An investor’s stock bucket may include large-cap, mid-cap, and small-cap stocks. Value stocks and growth stocks. US and international stocks. For example, it also includes stocks from various sectors such as technology, retail, and construction.
Advisors say it’s important for investors to consider whether their target weights for specific categories are also out of line.
“There was a big gap in the fortunes of the market last year,” Cox said. “Tech stocks blew out most other sectors, and the U.S. ran away from global markets.”
Mega-cap tech stocks from the so-called “Magnificent Seven” – Apple, Amazon, Alphabet, Meta, Microsoft, Nvidia, and Tesla – accounted for more than half of the S&P 500’s gains in 2024. The Nasdaq, a tech-heavy stock index, swelled by nearly 29%.
Non-U.S. stocks “continue to underperform,” returning about 5% last year, according to experts at Vanguard Investment Advisors Research Center.
“At this point, I think it’s prudent to reevaluate technology investments and consider taking profits,” Cox said. “Technology dominates our lives, but it doesn’t necessarily dominate our portfolios.”
Don’t forget about taxes
Jenkin said investors in 401(k) plans may have automatic rebalancing tools at their disposal, which could be easier to implement if investors know their risk tolerance and investment horizon. He said that there is.
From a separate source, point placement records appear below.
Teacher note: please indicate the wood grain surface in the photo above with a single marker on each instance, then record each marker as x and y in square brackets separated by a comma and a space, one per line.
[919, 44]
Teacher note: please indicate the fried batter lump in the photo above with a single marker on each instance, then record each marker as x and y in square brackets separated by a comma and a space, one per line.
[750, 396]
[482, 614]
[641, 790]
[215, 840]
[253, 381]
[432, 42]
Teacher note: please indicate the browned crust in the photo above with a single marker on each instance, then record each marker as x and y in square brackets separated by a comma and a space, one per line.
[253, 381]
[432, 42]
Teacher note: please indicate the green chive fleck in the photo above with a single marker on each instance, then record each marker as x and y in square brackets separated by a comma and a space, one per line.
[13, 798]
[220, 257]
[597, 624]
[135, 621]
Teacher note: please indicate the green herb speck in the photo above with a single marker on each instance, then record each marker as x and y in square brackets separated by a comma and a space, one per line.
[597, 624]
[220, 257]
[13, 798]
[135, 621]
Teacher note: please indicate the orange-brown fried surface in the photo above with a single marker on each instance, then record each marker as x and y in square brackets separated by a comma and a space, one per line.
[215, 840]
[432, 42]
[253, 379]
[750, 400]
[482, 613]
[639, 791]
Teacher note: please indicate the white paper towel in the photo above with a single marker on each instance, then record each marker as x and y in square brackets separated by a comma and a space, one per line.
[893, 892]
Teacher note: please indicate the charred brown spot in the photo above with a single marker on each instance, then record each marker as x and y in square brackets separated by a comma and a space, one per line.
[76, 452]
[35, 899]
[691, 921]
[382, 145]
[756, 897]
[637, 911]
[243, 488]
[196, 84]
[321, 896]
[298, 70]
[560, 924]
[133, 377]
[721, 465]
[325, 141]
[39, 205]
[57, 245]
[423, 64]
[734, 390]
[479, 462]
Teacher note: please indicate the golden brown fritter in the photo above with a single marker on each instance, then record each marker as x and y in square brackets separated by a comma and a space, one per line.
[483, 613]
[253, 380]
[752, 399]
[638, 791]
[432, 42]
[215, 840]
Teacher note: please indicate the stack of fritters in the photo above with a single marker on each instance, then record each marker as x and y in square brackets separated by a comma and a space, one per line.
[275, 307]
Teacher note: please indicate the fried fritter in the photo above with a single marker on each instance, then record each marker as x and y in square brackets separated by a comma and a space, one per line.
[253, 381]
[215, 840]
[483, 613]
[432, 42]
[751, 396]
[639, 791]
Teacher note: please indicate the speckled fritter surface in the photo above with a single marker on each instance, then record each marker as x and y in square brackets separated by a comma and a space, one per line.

Additionally, investors hold mutual funds and exchange-traded funds, which professional money managers regularly rebalance with target-date funds.
Advisors say it’s also important to consider tax implications when rebalancing.
Jenkin said investors with taxable accounts who sell securities for rebalancing could be subject to “unnecessary” short-term or long-term capital gains taxes. But retiree investors with 401(k) plans and individual retirement accounts typically don’t have to consider such tax implications, he said.